Il marqua un temps avant de reprendre :

— Il n’y avait qu’une seule personne dans le jardin quand le coup de feu a été tiré. Cette même personne a laissé des empreintes de pas sur la plate-bande et des empreintes digitales sur l’extérieur de la fenêtre.

Il s’approcha de Ruth.

— Et vous aviez un mobile, n’est-ce pas ? Votre père venait d’apprendre votre mariage. Il s’apprêtait à vous déshériter.

— C’est faux ! s’écria Ruth avec mépris. Il n’y a pas un mot de vrai dans toute votre histoire. C’est un tissu de mensonges, du début à la fin !

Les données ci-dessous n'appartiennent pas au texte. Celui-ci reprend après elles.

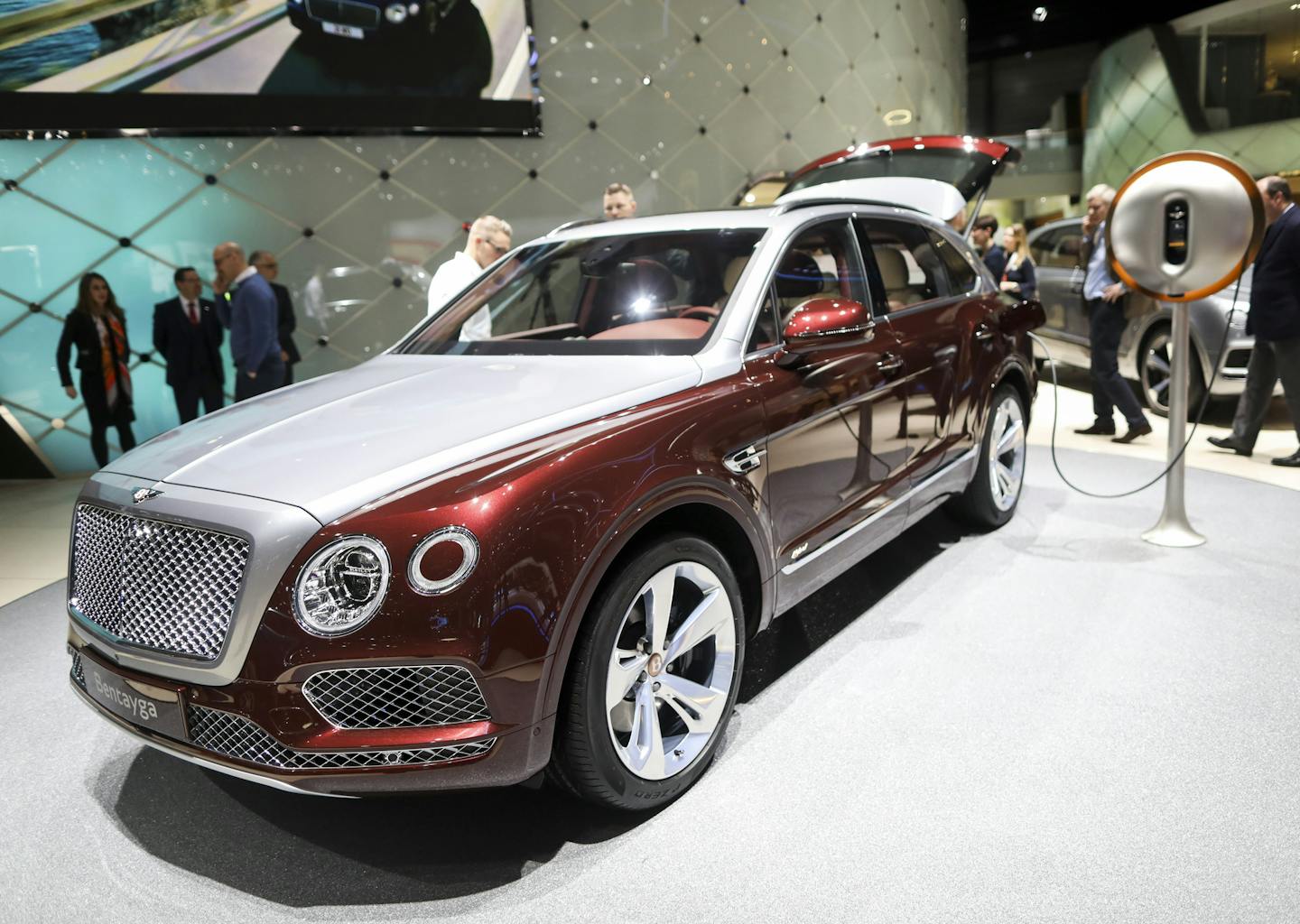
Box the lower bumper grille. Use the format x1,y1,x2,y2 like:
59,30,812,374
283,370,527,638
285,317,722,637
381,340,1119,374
303,664,491,728
68,646,86,690
307,0,379,29
186,706,497,770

— Les preuves contre vous sont très solides, madame. Un jury peut vous croire. Il peut aussi ne pas le faire !

— Elle n’aura pas à affronter un jury.

Tout le monde sursauta et se retourna. Miss Lingard s’était dressée. Elle avait le visage ravagé. Elle tremblait des pieds à la tête.

— C’est moi qui l’ai tué ! Je le reconnais ! J’avais mes raisons… Je… je guettais le moment depuis quelque temps. M. Poirot a raison. Je l’ai suivi ici. J’ai pris le revolver dans son tiroir. J’étais debout à côté de lui, je lui parlais du livre… et j’ai tiré. C’était juste après 8 heures. La balle a frappé le gong. Je n’avais jamais pensé qu’elle pourrait lui traverser comme ça le crâne de part en part. Je n’avais pas le temps de sortir la chercher. J’ai fermé la porte et j’ai mis la clef dans sa poche. Ensuite, j’ai fait pivoter son fauteuil, brisé le miroir, et après avoir griffonné « Désolé » sur un bout de papier, je suis sortie par la porte-fenêtre et je l’ai refermée comme M. Poirot vous l’a montré. J’ai piétiné la plate-bande, mais j’ai effacé mes empreintes avec un petit râteau que j’avais mis là à cette intention. Ensuite, j’ai contourné la maison jusqu’à la porte-fenêtre du salon. Je l’avais laissée ouverte. Je ne savais pas que Ruth était sortie par là. Elle avait dû contourner la maison par devant pendant que je la contournais par derrière. Il fallait que je me débarrasse du râteau, vous comprenez. J’ai attendu dans le salon jusqu’à ce que j’entende quelqu’un descendre et Snell se diriger vers le gong. Et alors…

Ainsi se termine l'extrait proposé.